Tel fut donc le dernier soubresaut de l’affaire Bouchou.

Notre dispersion dans des voies différentes, et les changements de l’âge, ne tardèrent pas à nous séparer, Desclous, les Valois et moi, et Monsieur Rousseau ne fut plus bientôt qu’un souvenir à demi-effacé que nous ne songions même pas à évoquer dans les rares moments où il nous arrivait encore d’être réunis.

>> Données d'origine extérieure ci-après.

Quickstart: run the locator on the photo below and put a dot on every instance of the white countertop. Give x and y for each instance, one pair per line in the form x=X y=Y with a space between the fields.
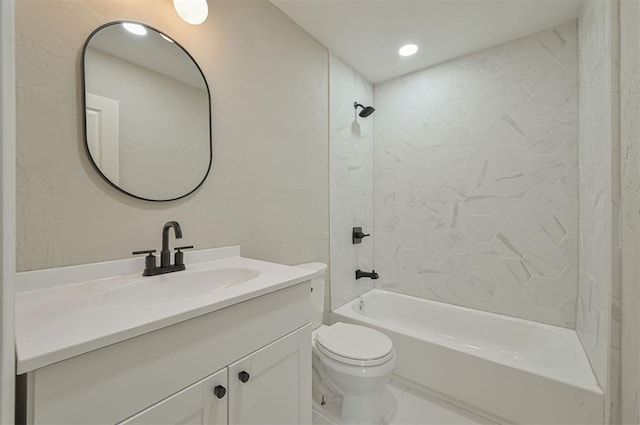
x=70 y=311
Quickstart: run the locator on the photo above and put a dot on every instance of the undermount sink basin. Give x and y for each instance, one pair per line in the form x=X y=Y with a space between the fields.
x=177 y=285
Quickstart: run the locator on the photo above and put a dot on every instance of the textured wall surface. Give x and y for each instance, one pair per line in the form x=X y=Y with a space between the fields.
x=595 y=135
x=616 y=238
x=268 y=190
x=476 y=180
x=351 y=169
x=630 y=211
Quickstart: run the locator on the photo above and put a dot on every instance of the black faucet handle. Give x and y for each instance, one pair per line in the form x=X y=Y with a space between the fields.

Notre complicité de jadis, si nous l’avions crue éternelle, succomba, comme tant d’amitiés de lycée, aux premiers appels de la liberté…

Qu’on me laisse pourtant dissiper cette note mélancolique, et citer une fois encore le maître lorsqu’il nous enseignait :

« Dites-vous bien, les gars, que Berlioz a joué un très grand rôle dans sa vie… un très grand rôle ! Retenez-le ! Je vous aurai toujours appris ça ; et quand vous vous en souviendrez, plus tard, vous saurez que c’est moi qui vous l’ai dit. »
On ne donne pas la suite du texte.